Partisipasi yang luar biasa sungguh patut diacungi jempol bagi mereka yang membuang jauh apatisnya dan menyambut pemilu mahasiswa (pemilwa) dengan suka cita. Satu agenda yang diadakan dengan tujuan pengkaderisasian dan penjaringan pemimpin-pemimpin baru ini didaulat sebagai pesta demokrasi mahasiswa terbesar. Layaknya pemilu pada umumnya, sekelumit masalah tak ayal membungkus pemilwa. Sudah jadi makanan publik, pemilwa jadi ajang adu popularitas untuk meraih jabatan dengan nilai prestise tinggi, mulai dari kursi HIMA sampai tahta tertinggi BEM. Dengan impian membawa nama jurusan agar lebih eksis kedepannya, sikut-menyikut bak pemilu tingkat Nasional terkadang juga terjadi.
Strategi boleh saja diadu,
tapi disini mahasiswa baru (maba) jadi korbannya. Jika kita kaji, hampir 90%
pemilih merupakan maba. Menggunakan hak suara “satu menit untuk satu tahun”
menjadi sensasi tersendiri bagi maba yang labelnya masih awam. Miris sekali
rasanya melihat maba yang dengan penuh keyakinan ingin ikut serta menyalurkan
suara, tapi realitanya mereka jadi sumber daya terbaik untuk dieksploitasi.
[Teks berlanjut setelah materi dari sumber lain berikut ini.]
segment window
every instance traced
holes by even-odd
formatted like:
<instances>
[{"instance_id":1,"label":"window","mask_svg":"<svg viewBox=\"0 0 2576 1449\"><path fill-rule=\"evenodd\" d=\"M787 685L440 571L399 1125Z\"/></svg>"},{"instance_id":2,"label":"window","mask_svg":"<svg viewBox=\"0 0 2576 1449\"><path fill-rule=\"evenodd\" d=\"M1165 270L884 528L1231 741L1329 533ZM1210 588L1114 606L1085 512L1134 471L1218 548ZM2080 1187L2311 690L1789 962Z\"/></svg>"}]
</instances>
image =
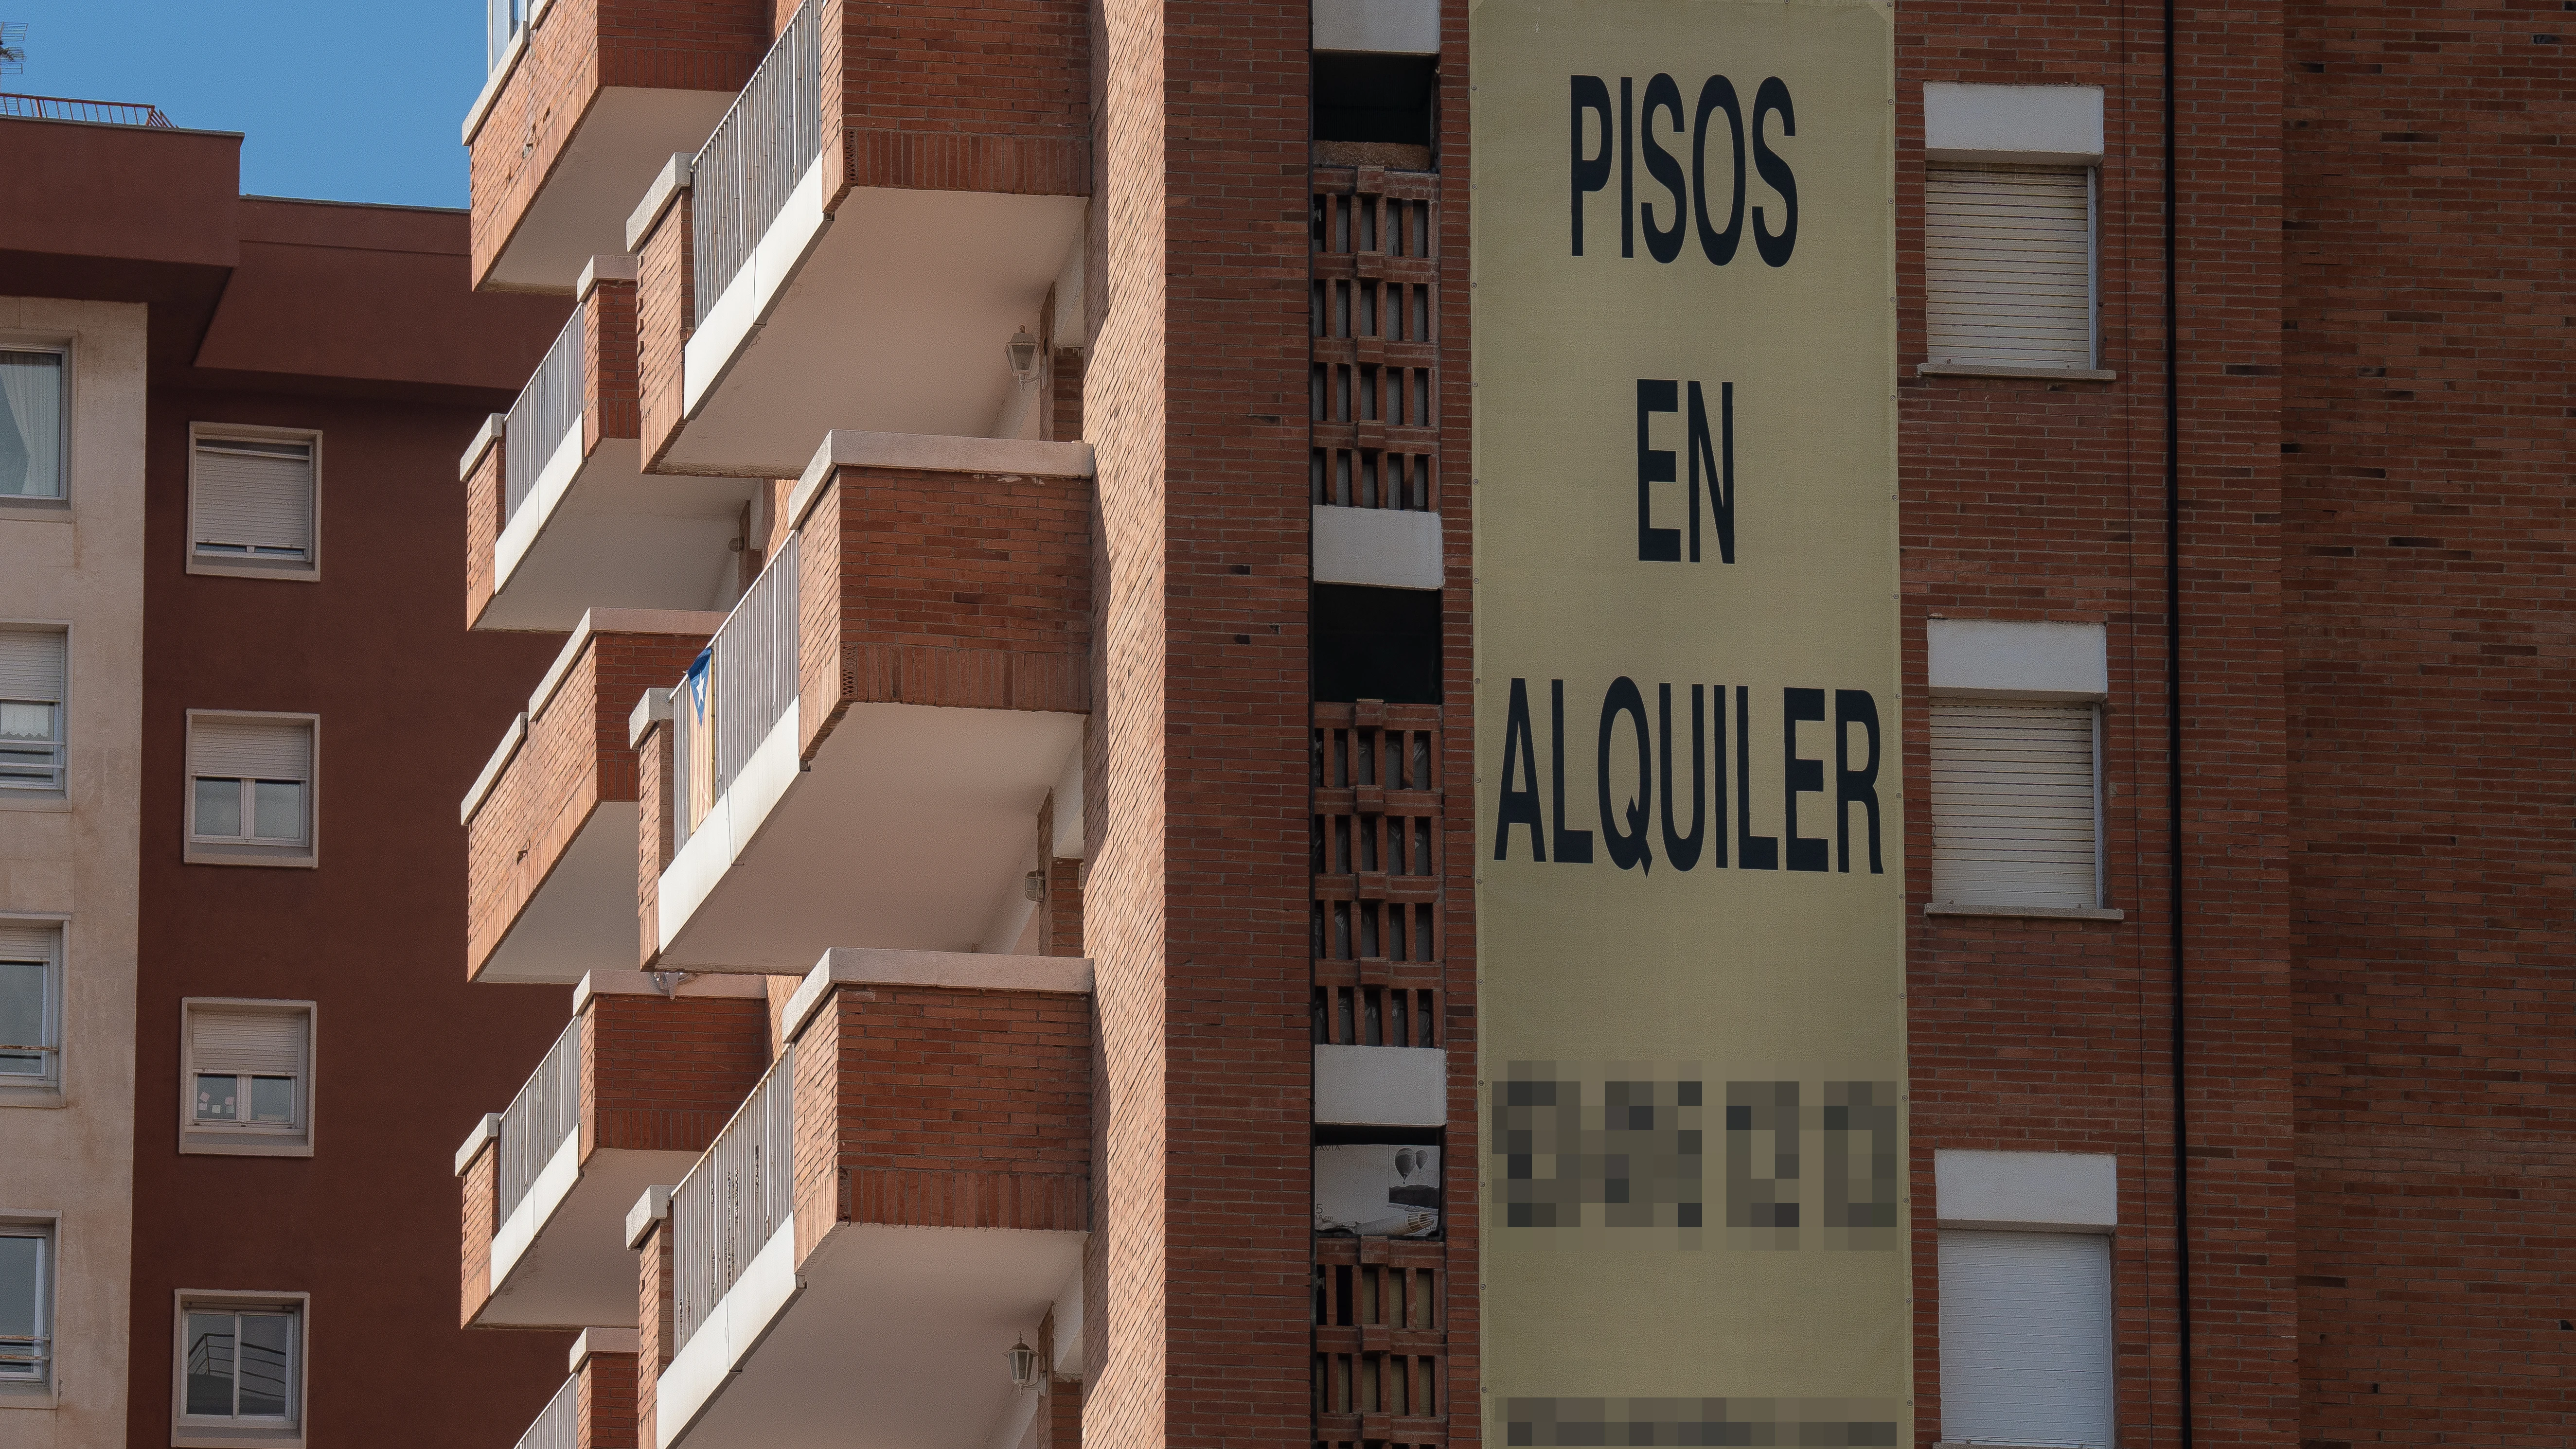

Mengapa saya bisa berkata demikian? Seperti yang telah kita tahu, maba belum
paham betul bagaimana seluk-beluk politik kampus. Pasalnya maba merupakan
pendatang baru dengan jiwa-jiwa labil nan polos yang baru saja melepas jabatan
siswanya. Hal ini membuat mereka jadi sasaran empuk pencucian otak dengan orasi
dan buaian kata-kata manis. Alhasil mereka memilih karena kenal tapi tak paham
siapa yang mereka pilih atau lebih parahnya lagi cuma sekedar ikut-ikutan. Dan
dapat dipastikan, lebih dari setengahnya kelak akan menyesal setelah tahu siapa
yang mereka pilih.
Lalu kemana angka 10%
pemilih yang lain? Ya, mereka adalah tim sukses dari masing-masing calon. Lalu
dimana mereka yang peduli pada kampus ini? Mereka-lah sebagian mahasiswa yang
lebih suka tidak memilih karena mereka tidak tahu dimana suara mereka bisa
disalurkan. Bobroknya politik kampus dan tidak idealnya calon dimata mereka
memicu adanya opsi “Golput”. Lalu sebagian dan sisa dari mereka bersikap apatis
karena merasa “Toh tidak ada untungnya aku memilih, waktuku cuma untuk
skripsi”. Sekali lagi, politik kampus makin memprihatinkan dengan adanya sikap
apatis dan ikut-ikutan.
Miringnya demokrasi
tingkat kampus saja sudah cukup untuk menjadi tolak ukur bagaimana demokrasi
tingkat nasional. Jangankan disuruh mengubah nasib bangsanya, mahasiswa yang
katanya agent of change itu ternyata
masih berpikir dua kali untuk mengubah nasib kampusnya sendiri. Dan ini
hanyalah segelintir masalah seputar peserta pemilwa. Bagaimana dengan
penyelenggaranya sendiri, kepanitiaan pemilihan umum alias KPU? Tentunya masih
banyak yang perlu dikoreksi dan dibenahi. Tapi yang terpenting, mari gunakan
hak pilih semaksimal mungkin, jangan sampai nasib setahun kampus kita rusak
karena sikap apatis dan adanya eksploitasi suara maba.